Offboarding management
Management

Management : les bons réflexes à adopter pour soigner le départ d’un collaborateur

Les départs d'une organisation pour une autre se multiplient depuis plusieurs années. Développer des stratégies d'offboarding devient un atout stratégique pour les entreprises. Et ce, pour de nombreux bénéfices internes et externes. Explications de Vincent Binétruy, directeur du Top Employers Institute.

Les salariés français tendent à changer plus fréquemment d’entreprise qu’avant. Dans ce contexte, « il est primordial que les entreprises mettent en place de bonnes conditions de départ, affirme Vincent Binétruy, directeur France du Top Employers.
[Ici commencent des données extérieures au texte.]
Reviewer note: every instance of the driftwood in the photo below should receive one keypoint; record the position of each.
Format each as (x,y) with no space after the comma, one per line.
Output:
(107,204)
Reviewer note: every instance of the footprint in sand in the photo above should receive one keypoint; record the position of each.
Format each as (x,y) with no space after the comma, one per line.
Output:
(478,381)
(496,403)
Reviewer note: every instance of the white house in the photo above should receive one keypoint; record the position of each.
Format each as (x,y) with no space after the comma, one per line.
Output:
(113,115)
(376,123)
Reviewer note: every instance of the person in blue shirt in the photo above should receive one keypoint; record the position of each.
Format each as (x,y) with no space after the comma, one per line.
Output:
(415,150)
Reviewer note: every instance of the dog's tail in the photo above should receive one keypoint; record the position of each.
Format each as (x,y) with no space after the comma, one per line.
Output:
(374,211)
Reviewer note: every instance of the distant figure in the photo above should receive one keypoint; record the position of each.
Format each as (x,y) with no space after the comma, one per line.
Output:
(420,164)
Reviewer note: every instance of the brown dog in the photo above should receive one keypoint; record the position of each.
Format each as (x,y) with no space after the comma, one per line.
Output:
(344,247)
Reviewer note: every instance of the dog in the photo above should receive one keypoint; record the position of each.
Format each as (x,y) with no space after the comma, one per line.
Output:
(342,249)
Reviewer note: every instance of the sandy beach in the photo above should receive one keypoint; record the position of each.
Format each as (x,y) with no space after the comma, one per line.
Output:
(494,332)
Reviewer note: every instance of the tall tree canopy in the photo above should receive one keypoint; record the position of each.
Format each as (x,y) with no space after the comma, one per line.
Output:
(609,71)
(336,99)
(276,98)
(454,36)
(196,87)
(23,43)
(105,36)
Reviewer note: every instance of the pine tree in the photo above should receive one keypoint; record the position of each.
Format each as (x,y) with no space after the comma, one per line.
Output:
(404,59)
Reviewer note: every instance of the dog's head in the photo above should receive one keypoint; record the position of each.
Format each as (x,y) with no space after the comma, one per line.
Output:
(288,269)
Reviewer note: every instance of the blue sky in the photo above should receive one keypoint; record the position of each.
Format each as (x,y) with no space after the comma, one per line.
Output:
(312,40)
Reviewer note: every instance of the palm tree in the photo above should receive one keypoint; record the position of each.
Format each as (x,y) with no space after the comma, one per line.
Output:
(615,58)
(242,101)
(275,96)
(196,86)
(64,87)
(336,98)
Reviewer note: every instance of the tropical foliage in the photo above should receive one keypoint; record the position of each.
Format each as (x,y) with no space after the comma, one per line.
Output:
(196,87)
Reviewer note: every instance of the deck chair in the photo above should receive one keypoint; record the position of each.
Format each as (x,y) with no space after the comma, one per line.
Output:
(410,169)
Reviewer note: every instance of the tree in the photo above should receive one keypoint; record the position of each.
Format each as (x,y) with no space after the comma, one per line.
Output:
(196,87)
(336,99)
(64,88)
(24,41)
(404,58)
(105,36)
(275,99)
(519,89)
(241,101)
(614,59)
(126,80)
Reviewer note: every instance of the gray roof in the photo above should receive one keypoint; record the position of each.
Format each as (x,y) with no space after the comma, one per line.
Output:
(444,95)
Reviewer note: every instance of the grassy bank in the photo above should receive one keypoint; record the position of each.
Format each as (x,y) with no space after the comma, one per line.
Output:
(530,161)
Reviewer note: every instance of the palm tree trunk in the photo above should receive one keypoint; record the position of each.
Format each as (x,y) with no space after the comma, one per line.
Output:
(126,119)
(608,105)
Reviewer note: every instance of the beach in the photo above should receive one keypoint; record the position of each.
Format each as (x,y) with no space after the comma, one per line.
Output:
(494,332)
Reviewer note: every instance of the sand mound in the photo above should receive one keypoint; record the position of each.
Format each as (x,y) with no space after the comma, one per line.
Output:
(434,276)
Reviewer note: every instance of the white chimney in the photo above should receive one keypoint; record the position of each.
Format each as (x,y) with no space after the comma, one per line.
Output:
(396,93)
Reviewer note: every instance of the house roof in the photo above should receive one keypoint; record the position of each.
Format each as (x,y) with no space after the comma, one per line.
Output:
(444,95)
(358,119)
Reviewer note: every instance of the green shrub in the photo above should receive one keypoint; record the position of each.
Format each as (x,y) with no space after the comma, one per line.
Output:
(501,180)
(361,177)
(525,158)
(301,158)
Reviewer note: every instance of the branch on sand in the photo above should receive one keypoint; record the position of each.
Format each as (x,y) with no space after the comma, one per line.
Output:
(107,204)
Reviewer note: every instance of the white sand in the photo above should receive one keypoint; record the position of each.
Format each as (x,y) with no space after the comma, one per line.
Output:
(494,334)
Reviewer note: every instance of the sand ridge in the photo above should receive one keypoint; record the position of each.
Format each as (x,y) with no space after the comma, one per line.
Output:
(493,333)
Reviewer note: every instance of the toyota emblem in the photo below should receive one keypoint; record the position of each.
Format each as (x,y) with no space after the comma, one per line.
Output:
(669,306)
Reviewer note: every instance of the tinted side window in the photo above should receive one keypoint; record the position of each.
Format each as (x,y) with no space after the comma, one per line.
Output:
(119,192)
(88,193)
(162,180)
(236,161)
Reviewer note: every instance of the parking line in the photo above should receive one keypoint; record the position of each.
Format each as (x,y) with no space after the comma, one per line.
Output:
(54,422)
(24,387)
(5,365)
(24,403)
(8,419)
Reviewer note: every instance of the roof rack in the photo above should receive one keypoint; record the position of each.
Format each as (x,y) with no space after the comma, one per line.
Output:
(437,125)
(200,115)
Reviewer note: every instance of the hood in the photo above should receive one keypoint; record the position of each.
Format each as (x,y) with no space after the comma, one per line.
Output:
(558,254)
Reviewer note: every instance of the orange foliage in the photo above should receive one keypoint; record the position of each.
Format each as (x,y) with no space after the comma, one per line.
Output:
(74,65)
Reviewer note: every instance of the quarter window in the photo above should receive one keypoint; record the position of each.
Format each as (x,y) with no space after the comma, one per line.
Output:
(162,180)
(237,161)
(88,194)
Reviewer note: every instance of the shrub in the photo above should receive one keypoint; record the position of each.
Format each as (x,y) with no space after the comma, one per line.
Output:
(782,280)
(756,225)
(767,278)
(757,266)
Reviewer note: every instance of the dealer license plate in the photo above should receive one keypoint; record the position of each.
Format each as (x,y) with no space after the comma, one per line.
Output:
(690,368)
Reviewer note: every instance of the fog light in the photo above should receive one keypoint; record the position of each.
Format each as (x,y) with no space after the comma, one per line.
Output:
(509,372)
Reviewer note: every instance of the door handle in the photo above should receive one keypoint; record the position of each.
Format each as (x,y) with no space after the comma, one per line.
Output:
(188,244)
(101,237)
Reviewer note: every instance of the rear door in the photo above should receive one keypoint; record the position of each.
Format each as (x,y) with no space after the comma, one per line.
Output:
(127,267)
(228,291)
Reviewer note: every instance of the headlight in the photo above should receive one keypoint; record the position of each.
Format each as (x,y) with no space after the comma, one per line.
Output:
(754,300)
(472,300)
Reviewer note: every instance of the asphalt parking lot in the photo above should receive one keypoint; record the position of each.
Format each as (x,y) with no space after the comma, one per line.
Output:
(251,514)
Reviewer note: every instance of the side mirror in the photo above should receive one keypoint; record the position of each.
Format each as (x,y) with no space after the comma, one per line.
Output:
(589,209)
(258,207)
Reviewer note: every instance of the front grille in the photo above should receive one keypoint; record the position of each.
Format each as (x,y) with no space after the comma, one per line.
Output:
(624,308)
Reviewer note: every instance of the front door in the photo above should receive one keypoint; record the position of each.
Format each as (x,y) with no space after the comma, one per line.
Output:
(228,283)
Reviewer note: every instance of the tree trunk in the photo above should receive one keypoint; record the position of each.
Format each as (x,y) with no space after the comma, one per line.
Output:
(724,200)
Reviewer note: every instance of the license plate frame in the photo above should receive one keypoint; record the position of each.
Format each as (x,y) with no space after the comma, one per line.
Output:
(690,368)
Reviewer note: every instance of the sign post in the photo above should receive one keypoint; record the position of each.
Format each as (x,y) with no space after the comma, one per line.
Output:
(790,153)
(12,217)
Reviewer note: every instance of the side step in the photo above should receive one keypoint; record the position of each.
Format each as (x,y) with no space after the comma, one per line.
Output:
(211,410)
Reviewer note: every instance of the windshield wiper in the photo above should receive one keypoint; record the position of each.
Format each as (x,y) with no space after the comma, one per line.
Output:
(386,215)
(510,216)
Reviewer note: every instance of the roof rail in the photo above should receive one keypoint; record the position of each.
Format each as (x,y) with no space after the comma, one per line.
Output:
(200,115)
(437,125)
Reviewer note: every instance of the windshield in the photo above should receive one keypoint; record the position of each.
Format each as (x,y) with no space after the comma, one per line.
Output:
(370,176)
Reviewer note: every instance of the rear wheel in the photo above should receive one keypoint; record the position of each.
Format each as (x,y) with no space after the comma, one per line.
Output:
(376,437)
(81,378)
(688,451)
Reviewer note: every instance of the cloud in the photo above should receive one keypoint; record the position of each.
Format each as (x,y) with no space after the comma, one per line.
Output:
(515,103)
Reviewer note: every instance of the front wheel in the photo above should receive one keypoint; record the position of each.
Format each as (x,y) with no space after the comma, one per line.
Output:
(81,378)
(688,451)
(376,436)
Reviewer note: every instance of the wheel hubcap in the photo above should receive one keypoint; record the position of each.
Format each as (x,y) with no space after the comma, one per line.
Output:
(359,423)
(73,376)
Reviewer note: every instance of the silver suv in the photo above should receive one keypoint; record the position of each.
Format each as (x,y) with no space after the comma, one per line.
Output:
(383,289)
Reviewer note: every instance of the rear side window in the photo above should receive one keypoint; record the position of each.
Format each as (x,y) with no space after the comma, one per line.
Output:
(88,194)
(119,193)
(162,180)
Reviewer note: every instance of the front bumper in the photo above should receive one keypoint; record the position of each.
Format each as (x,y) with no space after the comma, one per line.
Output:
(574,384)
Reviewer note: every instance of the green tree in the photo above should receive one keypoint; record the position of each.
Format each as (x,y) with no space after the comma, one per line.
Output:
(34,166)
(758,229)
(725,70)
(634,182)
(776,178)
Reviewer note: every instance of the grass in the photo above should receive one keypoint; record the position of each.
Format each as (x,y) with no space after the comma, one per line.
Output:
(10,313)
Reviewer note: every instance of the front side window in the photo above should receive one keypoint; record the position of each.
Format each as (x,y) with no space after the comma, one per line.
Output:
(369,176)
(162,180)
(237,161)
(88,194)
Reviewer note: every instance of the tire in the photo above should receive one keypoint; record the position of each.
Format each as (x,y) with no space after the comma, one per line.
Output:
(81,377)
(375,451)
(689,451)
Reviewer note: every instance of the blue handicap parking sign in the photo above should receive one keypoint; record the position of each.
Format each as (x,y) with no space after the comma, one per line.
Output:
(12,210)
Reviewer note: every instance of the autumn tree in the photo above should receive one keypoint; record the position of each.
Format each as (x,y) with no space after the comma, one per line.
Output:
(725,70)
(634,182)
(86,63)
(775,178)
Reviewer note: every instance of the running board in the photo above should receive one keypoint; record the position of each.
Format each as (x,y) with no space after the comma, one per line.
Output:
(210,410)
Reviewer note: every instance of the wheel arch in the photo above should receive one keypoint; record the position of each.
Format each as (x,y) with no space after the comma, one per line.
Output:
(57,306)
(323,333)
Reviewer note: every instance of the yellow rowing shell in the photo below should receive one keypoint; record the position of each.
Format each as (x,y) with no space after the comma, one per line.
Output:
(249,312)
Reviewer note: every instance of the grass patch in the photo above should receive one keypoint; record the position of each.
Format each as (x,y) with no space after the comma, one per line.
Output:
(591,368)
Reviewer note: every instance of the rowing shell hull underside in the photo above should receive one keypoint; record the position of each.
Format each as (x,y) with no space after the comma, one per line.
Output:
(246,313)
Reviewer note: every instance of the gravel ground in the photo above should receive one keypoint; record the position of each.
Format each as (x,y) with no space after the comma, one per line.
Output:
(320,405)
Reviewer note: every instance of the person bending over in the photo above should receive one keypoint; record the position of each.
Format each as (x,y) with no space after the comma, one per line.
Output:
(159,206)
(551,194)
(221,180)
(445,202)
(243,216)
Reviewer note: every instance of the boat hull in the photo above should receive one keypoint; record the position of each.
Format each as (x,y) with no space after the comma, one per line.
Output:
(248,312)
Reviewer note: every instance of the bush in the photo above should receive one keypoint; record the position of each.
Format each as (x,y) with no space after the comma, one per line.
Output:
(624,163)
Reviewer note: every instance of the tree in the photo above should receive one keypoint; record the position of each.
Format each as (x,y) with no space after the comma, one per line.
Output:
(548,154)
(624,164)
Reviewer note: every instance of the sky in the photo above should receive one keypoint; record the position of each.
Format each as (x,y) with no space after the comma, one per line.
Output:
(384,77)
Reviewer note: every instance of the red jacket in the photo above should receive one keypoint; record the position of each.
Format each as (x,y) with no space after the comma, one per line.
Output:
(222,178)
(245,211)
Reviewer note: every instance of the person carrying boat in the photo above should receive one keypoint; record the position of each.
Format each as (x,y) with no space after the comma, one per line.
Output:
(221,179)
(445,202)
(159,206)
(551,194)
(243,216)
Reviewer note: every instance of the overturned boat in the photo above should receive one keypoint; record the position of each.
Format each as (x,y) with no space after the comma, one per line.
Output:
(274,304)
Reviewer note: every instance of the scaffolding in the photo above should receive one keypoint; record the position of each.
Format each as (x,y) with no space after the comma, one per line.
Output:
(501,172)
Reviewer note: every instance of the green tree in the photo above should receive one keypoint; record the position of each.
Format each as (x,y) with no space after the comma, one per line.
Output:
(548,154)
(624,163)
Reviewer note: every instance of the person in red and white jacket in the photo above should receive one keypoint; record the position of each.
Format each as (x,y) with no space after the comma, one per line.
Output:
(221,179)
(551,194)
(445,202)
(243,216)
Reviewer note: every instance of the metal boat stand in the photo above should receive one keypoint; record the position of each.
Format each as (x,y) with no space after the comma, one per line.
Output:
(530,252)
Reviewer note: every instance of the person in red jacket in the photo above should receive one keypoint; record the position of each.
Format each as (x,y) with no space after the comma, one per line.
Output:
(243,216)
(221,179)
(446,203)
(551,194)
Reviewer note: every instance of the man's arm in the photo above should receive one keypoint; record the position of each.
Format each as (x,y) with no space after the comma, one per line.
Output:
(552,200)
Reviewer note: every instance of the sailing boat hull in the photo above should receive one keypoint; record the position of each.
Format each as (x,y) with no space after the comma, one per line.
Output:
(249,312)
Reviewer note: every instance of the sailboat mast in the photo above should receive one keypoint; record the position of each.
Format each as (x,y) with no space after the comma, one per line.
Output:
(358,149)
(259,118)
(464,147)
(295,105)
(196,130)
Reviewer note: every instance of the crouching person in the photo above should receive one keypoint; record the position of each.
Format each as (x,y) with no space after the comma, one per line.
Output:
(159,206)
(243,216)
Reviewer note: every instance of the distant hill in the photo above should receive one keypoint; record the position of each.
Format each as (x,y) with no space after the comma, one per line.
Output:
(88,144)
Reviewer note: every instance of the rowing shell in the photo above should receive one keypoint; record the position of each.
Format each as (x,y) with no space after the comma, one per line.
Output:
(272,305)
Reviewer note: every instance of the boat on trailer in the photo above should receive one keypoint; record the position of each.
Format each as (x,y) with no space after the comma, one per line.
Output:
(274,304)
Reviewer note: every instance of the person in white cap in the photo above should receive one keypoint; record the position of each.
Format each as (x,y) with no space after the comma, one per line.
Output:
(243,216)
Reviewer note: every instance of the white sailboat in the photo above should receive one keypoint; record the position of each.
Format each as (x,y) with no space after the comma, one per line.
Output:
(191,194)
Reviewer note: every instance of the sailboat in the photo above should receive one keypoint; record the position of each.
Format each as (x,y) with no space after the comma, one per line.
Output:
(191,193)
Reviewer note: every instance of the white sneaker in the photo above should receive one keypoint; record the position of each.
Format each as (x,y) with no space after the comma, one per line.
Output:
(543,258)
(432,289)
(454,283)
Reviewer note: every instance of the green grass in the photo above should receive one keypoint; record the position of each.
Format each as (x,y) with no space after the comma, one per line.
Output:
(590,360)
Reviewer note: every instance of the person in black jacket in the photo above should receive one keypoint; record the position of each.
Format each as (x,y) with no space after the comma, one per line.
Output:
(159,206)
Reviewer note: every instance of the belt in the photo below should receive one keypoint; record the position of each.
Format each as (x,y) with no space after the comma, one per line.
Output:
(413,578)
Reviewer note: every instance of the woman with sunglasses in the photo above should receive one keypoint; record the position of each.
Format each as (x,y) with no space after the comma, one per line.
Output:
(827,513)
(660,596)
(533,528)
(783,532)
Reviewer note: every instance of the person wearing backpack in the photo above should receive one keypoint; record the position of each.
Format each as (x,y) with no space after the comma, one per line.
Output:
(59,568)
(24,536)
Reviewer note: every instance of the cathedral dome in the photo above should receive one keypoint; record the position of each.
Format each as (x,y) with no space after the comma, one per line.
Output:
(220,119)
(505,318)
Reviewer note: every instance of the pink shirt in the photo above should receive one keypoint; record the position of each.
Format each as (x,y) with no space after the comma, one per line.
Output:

Elles en ont pris conscience tardivement en France. Elles sont à la traîne par rapport à de nombreuses autres entreprises internationales, notamment anglo-saxonnes et allemandes. » Un phénomène paradoxal tant les bénéfices internes et externes sont nombreux pour les organisations :

  • Attirer de potentiels candidats grâce à une marque employeur de qualité : « Aujourd’hui, les plateformes de notation des entreprises et les réseaux sociaux ont gagné en importance. Si ces dernières veulent être attractives, il faut que leurs anciens salariés les recommandent, y compris à leurs pairs via des canaux plus informels, comme le bouche-à-oreille », poursuit le dirigeant.
  • Renforcer l’engagement et la performance des salariés en interne : « Ce sont les premiers témoins de la manière dont sont traités ceux qui quittent l’entreprise. Si leur départ est ignoré, négligé, voire irrespectueux, le risque de désengagement de ceux qui restent est important », souligne-t-il.
  • Garder un lien professionnel avec l’ancien salarié : « Il est probable que celui-ci poursuive son parcours professionnel dans le même secteur. Il peut devenir un client, un fournisseur, ou un prescripteur. Si son départ s’est bien passé, les potentielles interactions futures seront positives », dit-il.
  • Faire revenir un salarié boomerang : « Nous observons de plus en plus de collaborateurs revenir dans leur ancienne entreprise. Ils ont pu partir pour des raisons personnelles, puis avoir envie de revenir y travailler plus tard. Là encore, c’est un départ en bonne et due forme qui le permettra ! »

Désamorcer le trop-plein d’émotions

Afin d’optimiser les chances de réussite, il existe plusieurs leviers, selon Vincent Binétruy, tels que :

  • Développer des programmes et/ou des plateformes numériques dédiés au offboarding
  • Instaurer des systèmes de feedback en deux temps (l’un à chaud avant le départ du salarié afin qu’il partage ses ressentis, y compris négatifs ; l’autre à froid quelques mois après son départ afin d’améliorer les pratiques de l’entreprise).
  • Mettre en place des réseaux professionnels d’anciens salariés (partage de conseils, évènements réguliers, partenariats économiques, etc.)
  • Impliquer les RH dans le but qu’elles prennent le relais (et ainsi apaiser la charge émotionnelle qui peut exister entre un manager et le membre de son équipe après une étroite collaboration.)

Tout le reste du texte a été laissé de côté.